|Commissioning Entity||Alcoa Corporation|
|Owner||City of Pittsburgh|
Pittsburgh’s Alcoa Corporation asked New York architects Harrison and Abramovitz to design a new headquarters building for the company in Manhattan; but Richard King Mellon persuaded Alcoa to remain in Pittsburgh. Subsequently the firm designed two corporate skyscrapers for downtown Pittsburgh almost simultaneously—one for Alcoa (1952) and one for Mellon Bank and U.S. Steel (1953). In an act of urban vision and an exercise of corporate power, the Alcoa and Mellon/U.S. Steel skyscrapers were realized in conjunction with a parking garage topped by a public plaza that replaced and occupied the entire city block that lay between them. The new skyscrapers and the plaza were designed with reference to one another, sharing a modern architectural vocabulary, contemporary materials, and cool colors. Mellon Square, funded by Mellon family foundations, provides full-height views of both towers, and in turn, enhances views from the towers, adding value to corporate investments.
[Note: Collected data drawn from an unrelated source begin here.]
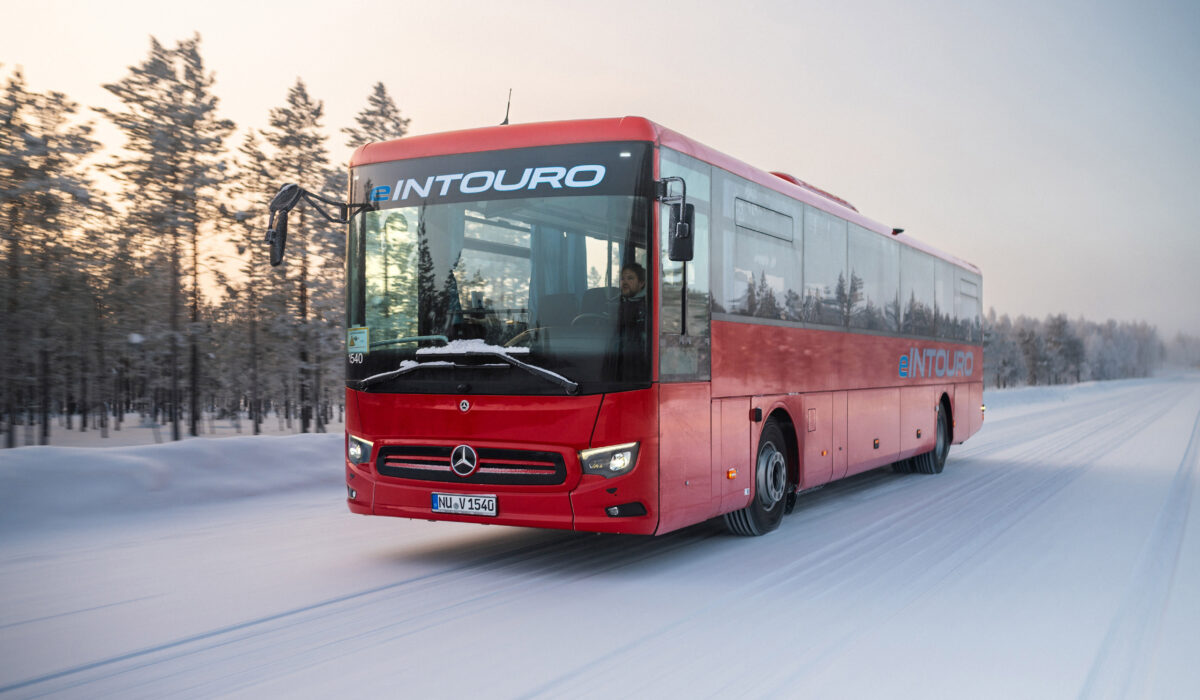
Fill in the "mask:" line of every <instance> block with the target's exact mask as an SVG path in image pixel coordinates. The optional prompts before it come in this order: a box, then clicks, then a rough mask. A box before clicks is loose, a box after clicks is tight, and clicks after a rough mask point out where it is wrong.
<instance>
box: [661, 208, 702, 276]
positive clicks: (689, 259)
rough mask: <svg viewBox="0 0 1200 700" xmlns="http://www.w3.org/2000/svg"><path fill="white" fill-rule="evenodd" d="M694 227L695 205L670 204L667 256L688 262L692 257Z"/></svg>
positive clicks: (672, 259) (695, 218)
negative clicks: (669, 216) (669, 213)
mask: <svg viewBox="0 0 1200 700" xmlns="http://www.w3.org/2000/svg"><path fill="white" fill-rule="evenodd" d="M695 228H696V207H695V205H692V204H672V205H671V223H670V225H668V226H667V232H668V233H670V235H671V239H670V243H668V244H667V257H668V258H671V259H672V261H674V262H688V261H690V259H691V258H692V257H694V252H695V250H694V249H695V245H694V244H695V240H696V238H695V237H694V235H692V231H695Z"/></svg>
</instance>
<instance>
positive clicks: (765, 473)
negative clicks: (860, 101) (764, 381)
mask: <svg viewBox="0 0 1200 700" xmlns="http://www.w3.org/2000/svg"><path fill="white" fill-rule="evenodd" d="M754 479H755V492H754V497H752V498H751V501H750V504H749V505H746V507H745V508H743V509H742V510H734V511H733V513H726V514H725V525H726V527H728V528H730V531H731V532H733V533H734V534H740V536H746V537H755V536H760V534H767V533H768V532H770V531H773V530H775V528H776V527H779V523H780V521H782V520H784V509H785V508H786V504H787V491H788V483H787V443H786V442H784V431H782V430H781V429H780V427H779V424H778V423H775V421H770V423H768V424H767V426H766V427H763V429H762V437H760V438H758V456H757V459H756V460H755V477H754Z"/></svg>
Alcoa hoped to expand its production and sales of building products, so the Alcoa Building was designed and built to demonstrate the architectural applications of aluminum. Aside from its 30-story structural steel frame, it incorporates as much aluminum as possible including aluminum wiring, plumbing, and heating and cooling equipment. More demonstratively, it was the first tall building to be clad in a lightweight aluminum skin, a modular system of prefabricated aluminum panels. The panels are aligned with weather-tight joints, stamped with a diamond motif, and punctuated by round-cornered aluminum-frame openings that recall airplane windows. The diamond motif relates to a similar motif in the paving of Mellon Square.
Two steel beams, cantilevered from the fifth floor, carry a four-story aluminum and glass pavilion that is tucked into the recessed elbow of the building’s L-shaped plan. This airy entry vestibule enlivens the street frontage and provides a transitional space between the street and the building lobby, between public and private space. Called the birdcage, it appropriately houses artist Mary Callery’s Three Birds in Flight (1953).
When it opened, the Alcoa Building and its materials were promoted with the slogan, “Aluminum on the Skyline.” It contributed an elegant, slender, rectilinear figure to a distinctive Pittsburgh skyline whose corporate constituency andmaterials reflected Pittsburgh’s twentieth-century industrial strength. The Alcoa Building was the most acclaimed architectural product of Pittsburgh’s postwar Renaissance era, and became the Pittsburgh building most commonly included in discussions of significant twentieth-century American architecture. Nonetheless, Alcoa, seeking larger and more open floor plates, relocated to the Alcoa Corporate Center on Pittsburgh’s North Shore in 2001. The Alcoa Building now houses a mixed-use program of office and residential functions, while it remains modernist landmark.
By Martin Aurand, architecture librarian and archivist, Carnegie Mellon University
Aluminum Company of America. Aluminum on the Skyline. Pittsburgh: Aluminum Company of America, Pittsburgh, 1953.
Harwood, John. The Troubled Search: The Work of Max Abramovitz. New York: Miriam and Ira D. Wallach Art Gallery, Columbia University, 2004.
Newhouse, Victoria. Wallace K. Harrison, Architect. New York: Rizzoli, 1989.
Harrison & Abramovitz was active between 1941 and 1976. The New York City based firm was a partnership between Wallace Harrison (1895-1981) and Max Abramovitz (1908-2004). Harrison worked as Nelson Rockefeller's architecture advisor during Rockefeller's tenure as governor of New York. He oversaw notable projects like the Lincoln Center for Performing Arts. Abramovitz designed Avery Fisher Hall in Lincoln Center. The firm designed a number of other important skyscrapers for Pittsburgh.